At a conference Wednesday and Thursday in Raleigh, Clayton and an impressive group of contemporary Christian thinkers will consider whether the gulf between the two Christian worlds can be bridged. Called "Big Tent Christianity," the conference is an attempt to rethink what it means to be a Christian in the 21st century.
Funded with a Ford Foundation grant, the two-day event will bring popular speakers such as Brian McLaren and Shane Claiborne to talk to ministers, scholars, students and lay leaders. The two dozen speakers will also be gathering for a private session at a conference center in Durham.
The genesis of the conference is a new movement in American Christianity called "emergent" or "emergence." Its followers consist of people in their 20s, 30s and early 40s who are far more willing to ask respectful questions of their faith and grapple with new interpretations.
Erasing battle lines
These Christians want to live out their faith in a more authentic way. For them, the old battle lines - whether the Bible is error-free, or whether gays and lesbians can be a part of the church - no longer matter.
"My hope is that we'll have this conversation where the Pentecostal can talk to the Anglican, and the Anglican can talk to the emergent guy with the goatee who's upset," said the Rev. Tripp Fuller, a minister in a United Church of Christ congregation in California.
Fuller grew up in Raleigh and volunteered his father's congregation - New Community Church on Six Forks Road - as the venue for the conference.

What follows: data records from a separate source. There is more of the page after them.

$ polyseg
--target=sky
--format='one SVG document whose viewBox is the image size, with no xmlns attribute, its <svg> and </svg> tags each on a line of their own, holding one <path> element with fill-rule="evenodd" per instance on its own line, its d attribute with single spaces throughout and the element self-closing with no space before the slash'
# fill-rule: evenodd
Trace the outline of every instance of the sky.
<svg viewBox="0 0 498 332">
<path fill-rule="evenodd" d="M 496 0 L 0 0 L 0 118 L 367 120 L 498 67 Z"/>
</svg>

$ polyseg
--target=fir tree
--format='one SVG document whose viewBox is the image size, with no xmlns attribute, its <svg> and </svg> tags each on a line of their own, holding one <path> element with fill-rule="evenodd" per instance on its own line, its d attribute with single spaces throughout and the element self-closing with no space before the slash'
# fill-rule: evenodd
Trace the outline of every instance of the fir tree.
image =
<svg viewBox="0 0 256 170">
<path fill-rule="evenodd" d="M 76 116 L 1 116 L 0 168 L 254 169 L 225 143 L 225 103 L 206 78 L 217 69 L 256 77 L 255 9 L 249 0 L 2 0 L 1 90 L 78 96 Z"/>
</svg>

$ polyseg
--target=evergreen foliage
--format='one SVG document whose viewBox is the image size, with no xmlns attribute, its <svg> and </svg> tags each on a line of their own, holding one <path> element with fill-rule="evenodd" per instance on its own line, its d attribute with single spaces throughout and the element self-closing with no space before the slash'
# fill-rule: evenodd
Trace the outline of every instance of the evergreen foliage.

So far 200 people have signed up.
Among this group of Christians, denominations don't matter much. Nor do the traditional divisions among evangelicals, mainstream Protestants and Roman Catholics. They reject the idea that liberals are focused on social justice, while conservatives are more interested in personal morality.
This younger generation has grown up in a more urban environment filled with people from across the globe.
"You can't know Muslims and Buddhists up close and think God saves people in one tradition but not the next," Clayton said. "It's a lot harder to be exclusive and provincial in the way it was."
Still, that doesn't mean that the new "emergent" Christianity is necessarily liberal.
Go ahead and disagree
"If the old liberal ecumenism was about minimizing your faith commitment in order to avoid controversy and division, these conversations are deeply theological," said Brian McLaren, a popular evangelical speaker who is among the leaders of the new movement.
In this group, confronting thorny issues is not call for disfellowship, McLaren said.
That approach appeals to younger people such as Luke Bergemann, 31, a member of New Community Church.
"A lot of people take their faith at face value," said Bergemann of Raleigh. "Events like this can help shed light on issues people haven't thought of."